Part of my vocation is to facilitate the recruitment and training of church leaders, so I immediately set out to recruit new leaders for our seniors ministry. I spoke to numerous vibrant, active members in their sixties, seventies, and eighties, and I got a nearly universal answer: “I’m not a senior.” This was sometimes followed by, “I’m very active in a variety of ways” (which is exactly the same leadership quality I saw in them) or “I may be retired, but I’m not old.” Another reaction was, “I participate in activities with people from a variety of ages.”

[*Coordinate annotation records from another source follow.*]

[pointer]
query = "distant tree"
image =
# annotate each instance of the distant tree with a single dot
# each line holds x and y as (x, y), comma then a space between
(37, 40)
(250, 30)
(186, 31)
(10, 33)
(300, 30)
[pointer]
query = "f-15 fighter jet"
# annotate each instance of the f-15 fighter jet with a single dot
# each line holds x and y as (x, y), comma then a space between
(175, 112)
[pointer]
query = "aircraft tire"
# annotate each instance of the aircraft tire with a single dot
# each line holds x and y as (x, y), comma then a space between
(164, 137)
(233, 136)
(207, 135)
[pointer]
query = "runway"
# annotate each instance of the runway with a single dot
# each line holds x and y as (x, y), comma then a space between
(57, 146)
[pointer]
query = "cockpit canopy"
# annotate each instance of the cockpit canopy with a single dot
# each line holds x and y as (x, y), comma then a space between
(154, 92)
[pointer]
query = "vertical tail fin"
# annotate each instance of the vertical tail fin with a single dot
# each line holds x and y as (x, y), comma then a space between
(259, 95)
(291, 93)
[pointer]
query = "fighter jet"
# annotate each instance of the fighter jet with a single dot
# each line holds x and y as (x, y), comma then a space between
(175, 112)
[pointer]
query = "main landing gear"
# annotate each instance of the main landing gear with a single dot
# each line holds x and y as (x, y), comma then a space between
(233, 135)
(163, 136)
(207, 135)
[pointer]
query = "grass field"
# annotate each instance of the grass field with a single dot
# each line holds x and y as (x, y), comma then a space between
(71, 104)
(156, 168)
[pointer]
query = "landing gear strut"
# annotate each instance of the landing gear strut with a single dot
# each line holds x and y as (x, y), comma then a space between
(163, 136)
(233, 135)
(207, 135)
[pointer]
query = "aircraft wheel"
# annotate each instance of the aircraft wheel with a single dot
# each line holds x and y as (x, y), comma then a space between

Several people suggested that I would have more success recruiting members and leaders if I renamed the “Senior Saints” group to something without the word “senior” in it. So I started researching other terms for “senior,” and I discovered that the reaction people were having was a common trend: the word “senior” is becoming increasingly problematic to identify programs associated with older adults. (That doesn’t mean the term is gone. Take, for example, in my same city, the Pasadena Senior Center, a model for offering various levels of community, enrichment, advocacy, and care for older adults.)
This discomfort with the term “senior” coincides with what I read in an issue of Yale Divinity School’s magazine Spectrum, which devoted the entire issue to social, ethical and theological considerations of aging and death. One professor of liturgical studies, who writes on death and dying, notes that Americans are particularly reluctant to think about aging and death. (She is from Germany and seems more comfortable with it.) She had a bookcase built in the shape of a coffin for her office and placed it across from her desk so that she can thoughtfully contemplate her mortality, eternal life, etc. as she works.
I didn’t have time for theological musing or medieval memento mori because I had a group of older adults who wanted to resume gathering for lunch, conversation, prayer, interesting talks and events, etc. I ran some other names past a few members. Sages? Bolder, Older, Wiser? Wise Ones? But when we gathered again in the fall and I asked for feedback from the entire group, people wanted to stick with “Senior Saints.” One member said, “We are old.”
These older people have particular issues and joys related to their life stage, just as teenagers, young adults, and parents have issues and joys related to their life stages. They are amazingly wise, honest, altruistic, spiritually and emotionally autonomous, adept at recognizing and accepting the complexity of situations, generous, and aware that they are still vital and growing in many ways. Frankly, I find them fun to hang out with.
In fact, when I looked up research on seniors, I discovered that the term “senior” sometimes refers to people over 50–which would explain why the local cemetery just sent me, at age 51, an advertisement for burials and cremations.
I suddenly feel itchy, irritated, and anxious to leave. It must be senioritis.